Johnson confirms that recently the City has stepped up the frequency of its clear-outs.
“We’ve done a significant amount of removals as of late because we’ve identified quite a few [encampments],” he says.
“[During a previous removal] a lot of people lost their tents,” Jennifer says. “Some people didn’t even have time to get their medicine, their stuff out. The Long Beach Police Department was part of it, making us hurry up and go. We tried to explain that we still got important stuff in there, but they didn’t care. It was: ‘Either leave now or get arrested.’ […] They brought a bulldozer and literally scooped up everything that was left and put it in a trash truck and threw it away. […] Some of us have animals. They don’t care. It’s like, ‘Grab your stuff and go.'”

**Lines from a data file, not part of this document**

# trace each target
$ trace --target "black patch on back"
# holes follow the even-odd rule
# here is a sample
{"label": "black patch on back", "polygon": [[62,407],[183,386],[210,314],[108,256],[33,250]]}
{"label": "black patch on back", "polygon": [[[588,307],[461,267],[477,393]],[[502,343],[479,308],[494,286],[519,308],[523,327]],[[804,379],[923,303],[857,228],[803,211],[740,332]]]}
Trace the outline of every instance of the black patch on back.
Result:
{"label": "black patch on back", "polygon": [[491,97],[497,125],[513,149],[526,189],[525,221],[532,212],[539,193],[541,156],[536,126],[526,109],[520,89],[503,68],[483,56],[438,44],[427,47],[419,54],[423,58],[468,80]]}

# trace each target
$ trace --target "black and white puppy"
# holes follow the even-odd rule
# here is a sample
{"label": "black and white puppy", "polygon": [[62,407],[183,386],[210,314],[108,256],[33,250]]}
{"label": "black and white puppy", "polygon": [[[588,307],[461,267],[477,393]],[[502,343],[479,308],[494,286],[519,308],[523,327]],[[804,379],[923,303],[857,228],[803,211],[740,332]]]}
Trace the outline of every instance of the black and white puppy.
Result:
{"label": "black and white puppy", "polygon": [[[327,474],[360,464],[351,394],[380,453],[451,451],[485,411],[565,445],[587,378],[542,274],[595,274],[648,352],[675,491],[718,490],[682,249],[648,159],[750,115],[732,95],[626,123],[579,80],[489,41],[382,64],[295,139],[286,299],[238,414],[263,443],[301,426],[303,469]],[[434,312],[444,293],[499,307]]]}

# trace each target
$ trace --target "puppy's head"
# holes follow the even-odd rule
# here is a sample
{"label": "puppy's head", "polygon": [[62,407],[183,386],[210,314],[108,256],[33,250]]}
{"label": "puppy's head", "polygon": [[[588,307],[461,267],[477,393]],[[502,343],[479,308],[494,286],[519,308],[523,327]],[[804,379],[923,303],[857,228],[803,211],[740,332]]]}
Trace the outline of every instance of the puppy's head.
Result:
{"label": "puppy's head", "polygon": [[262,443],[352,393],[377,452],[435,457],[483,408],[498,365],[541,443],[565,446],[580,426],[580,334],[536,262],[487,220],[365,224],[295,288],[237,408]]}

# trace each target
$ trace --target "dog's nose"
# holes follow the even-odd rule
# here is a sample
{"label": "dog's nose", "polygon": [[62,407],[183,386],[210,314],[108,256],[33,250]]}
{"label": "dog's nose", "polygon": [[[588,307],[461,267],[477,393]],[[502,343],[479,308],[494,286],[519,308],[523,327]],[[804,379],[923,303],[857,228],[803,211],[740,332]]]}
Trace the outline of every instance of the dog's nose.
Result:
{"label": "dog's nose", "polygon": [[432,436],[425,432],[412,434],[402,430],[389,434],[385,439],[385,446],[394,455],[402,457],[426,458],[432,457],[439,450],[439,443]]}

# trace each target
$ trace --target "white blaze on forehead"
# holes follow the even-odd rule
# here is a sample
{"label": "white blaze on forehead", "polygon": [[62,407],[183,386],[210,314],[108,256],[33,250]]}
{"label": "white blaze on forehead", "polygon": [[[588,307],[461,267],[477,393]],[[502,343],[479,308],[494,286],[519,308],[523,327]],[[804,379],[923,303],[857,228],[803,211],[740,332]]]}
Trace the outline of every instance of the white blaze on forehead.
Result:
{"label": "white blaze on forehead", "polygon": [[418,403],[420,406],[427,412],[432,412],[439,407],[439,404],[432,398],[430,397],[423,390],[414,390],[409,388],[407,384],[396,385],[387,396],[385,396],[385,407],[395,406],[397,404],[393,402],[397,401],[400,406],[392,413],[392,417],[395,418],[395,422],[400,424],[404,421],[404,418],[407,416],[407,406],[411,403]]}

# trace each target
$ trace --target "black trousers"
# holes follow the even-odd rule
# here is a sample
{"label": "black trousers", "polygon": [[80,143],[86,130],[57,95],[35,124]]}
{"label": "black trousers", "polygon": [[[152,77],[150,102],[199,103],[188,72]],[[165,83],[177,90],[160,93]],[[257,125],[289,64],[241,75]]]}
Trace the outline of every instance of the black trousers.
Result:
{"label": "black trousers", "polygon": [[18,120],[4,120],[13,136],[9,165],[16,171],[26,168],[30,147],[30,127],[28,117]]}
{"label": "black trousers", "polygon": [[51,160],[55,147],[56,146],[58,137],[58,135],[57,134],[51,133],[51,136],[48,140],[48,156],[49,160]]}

Whatever the reality of governmental actions, another apparent reality is that nothing the City or County is doing currently will keep the homeless from reclaiming the verboten real estate.
“If they come [on August 27], we’ll probably have to load all our stuff on a truck and just wait and see what happens,” says Jennifer.
“I am actively looking [for other options], trying to get up,” says Keith, another member of this “family” of campers. “But with this, it just displaces everybody. […] I told [one of the government officials who oversees such removals]: ‘Instead of wasting all that money and manpower on doing this stuff, why don’t you get rid of the problem instead of trying to move it, and give us housing, help us with that?’ Instead of wasting that money on trying to clear us out, when they know we’re coming back again, help us with housing.”
Jennifer looks toward the river trail. “We just wish that the people in the community could actually see that we’re human beings, too,” she says. Her family of campmates nod thoughtfully, and for a moment in that exposed living room the only sound is little Snowy scrabbling at the loose ground, oblivious of the struggles of the human world.